We have spent much of the past few years discovering that the digitization of news is ruining how we collectively process information. Technology allows us to burrow into echo chambers, exacerbating misinformation and polarization and softening up society for propaganda. With artificial intelligence making audio and video as easy to fake as text, we’re entering a hall-of-mirrors dystopia, what some are calling an “information apocalypse.” And we’re all looking to the government and to Facebook for a fix.

But don’t you and I also have a part to play? Getting news only from print newspapers may be extreme and probably not for everyone. But the experiment taught me several lessons about the pitfalls of digital news and how to avoid them.

I distilled those lessons into three short instructions, the way the writer Michael Pollan once boiled down nutrition advice: Get news. Not too quickly. Avoid social.

Get news.

I know what you’re thinking: Listening to a Times writer extol the virtues of print is like taking breakfast suggestions from Count Chocula. You may also wonder if I am preaching to the choir; doesn’t everyone reading this story already appreciate print?

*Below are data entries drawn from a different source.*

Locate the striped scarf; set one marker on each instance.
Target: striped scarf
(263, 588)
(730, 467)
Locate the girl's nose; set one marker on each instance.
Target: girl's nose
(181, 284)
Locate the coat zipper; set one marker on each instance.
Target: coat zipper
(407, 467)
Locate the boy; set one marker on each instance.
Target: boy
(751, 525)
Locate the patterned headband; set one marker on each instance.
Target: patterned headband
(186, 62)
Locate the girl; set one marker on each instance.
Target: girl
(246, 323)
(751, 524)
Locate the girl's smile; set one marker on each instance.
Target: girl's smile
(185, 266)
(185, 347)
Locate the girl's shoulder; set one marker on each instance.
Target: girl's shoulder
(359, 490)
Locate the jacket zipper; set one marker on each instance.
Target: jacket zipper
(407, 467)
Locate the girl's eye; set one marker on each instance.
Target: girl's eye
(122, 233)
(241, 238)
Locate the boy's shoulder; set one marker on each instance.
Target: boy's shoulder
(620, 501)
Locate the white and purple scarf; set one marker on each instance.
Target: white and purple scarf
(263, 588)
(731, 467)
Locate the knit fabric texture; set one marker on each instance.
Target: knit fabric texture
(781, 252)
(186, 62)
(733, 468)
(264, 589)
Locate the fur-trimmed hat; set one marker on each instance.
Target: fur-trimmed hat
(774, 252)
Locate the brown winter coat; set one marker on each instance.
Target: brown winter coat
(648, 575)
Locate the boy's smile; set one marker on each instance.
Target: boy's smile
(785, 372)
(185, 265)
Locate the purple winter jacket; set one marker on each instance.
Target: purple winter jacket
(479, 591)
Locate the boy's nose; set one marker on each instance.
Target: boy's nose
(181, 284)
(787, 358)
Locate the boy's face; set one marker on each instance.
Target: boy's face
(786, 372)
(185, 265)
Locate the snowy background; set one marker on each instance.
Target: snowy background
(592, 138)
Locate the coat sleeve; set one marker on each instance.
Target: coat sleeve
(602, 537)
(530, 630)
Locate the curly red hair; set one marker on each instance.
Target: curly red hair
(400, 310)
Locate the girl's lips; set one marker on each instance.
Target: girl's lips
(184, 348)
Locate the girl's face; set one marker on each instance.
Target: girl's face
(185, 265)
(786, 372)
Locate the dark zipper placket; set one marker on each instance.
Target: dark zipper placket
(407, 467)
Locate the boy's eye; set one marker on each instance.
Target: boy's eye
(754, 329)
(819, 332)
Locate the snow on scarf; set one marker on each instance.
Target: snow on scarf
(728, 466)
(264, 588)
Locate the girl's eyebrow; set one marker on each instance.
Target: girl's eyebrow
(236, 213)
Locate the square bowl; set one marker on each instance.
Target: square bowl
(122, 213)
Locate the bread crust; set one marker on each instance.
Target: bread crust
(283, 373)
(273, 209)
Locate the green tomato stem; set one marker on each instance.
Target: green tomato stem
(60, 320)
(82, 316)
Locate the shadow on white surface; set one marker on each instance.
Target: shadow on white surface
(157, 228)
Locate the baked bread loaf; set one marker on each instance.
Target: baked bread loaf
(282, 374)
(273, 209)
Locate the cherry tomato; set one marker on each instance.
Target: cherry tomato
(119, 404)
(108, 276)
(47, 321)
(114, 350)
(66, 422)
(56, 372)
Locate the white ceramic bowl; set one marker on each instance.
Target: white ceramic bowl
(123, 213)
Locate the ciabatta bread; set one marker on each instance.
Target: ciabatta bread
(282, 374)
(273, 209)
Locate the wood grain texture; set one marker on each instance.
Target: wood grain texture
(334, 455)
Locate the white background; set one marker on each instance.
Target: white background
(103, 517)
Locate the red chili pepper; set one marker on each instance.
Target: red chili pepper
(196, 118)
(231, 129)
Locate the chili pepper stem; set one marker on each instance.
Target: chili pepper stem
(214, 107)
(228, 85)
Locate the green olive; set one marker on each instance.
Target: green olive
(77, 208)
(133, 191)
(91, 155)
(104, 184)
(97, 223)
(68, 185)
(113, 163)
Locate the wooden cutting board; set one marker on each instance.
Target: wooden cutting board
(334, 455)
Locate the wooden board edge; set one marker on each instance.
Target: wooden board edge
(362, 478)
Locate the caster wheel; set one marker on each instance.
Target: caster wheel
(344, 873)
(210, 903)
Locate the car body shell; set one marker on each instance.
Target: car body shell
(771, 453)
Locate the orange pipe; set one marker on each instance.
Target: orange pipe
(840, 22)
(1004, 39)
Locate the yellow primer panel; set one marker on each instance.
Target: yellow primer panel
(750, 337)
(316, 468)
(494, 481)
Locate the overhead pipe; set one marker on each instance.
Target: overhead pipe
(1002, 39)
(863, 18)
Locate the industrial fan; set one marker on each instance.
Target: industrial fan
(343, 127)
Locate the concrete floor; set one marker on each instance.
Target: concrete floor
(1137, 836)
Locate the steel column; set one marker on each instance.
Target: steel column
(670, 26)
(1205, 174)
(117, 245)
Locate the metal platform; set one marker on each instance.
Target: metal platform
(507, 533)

Probably not. The Times has about 3.6 million paying subscribers, but about three-quarters of them pay for just the digital version. During the 2016 election, fewer than 3 percent of Americans cited print as their most important source of campaign news; for people under 30, print was their least important source.

I’m nearly 40, but I’m no different. Though I have closely followed the news since I was a kid, I always liked my news on a screen, available at the touch of a button. Even with this experiment, I found much to hate about print. The pages are too big, the type too small, the ink too messy, and compared with a smartphone, a newspaper is more of a hassle to consult on the go.

Print also presents a narrower mix of ideas than you find online. You can’t get BuzzFeed or Complex or Slate in print. In California, you can’t even get The Washington Post in print. And print is expensive. Outside New York, after introductory discounts, seven-day home delivery of The Times will set you back $81 a month. In a year, that’s about the price of Apple’s best iPhone.

What do you get for all that dough? News. That sounds obvious until you try it — and you realize how much of what you get online isn’t quite news, and more like a never-ending stream of commentary, one that does more to distort your understanding of the world than illuminate it.

I noticed this first with the deal Democrats made to end the government shutdown late in January. On the Jan. 23 front pages, the deal was presented straight: “Shutdown Ends, Setting Up Clash Over ‘Dreamers,’” ran The Times’s headline on the news story, which appeared alongside an analysis piece that presented the political calculations surrounding the deal.

Many of the opinions in that analysis could be found on Twitter and Facebook. What was different was the emphasis. Online, commentary preceded facts. If you were following the shutdown on social networks, you most likely would have seen lots of politicians and pundits taking stock of the deal before seeing details of the actual news.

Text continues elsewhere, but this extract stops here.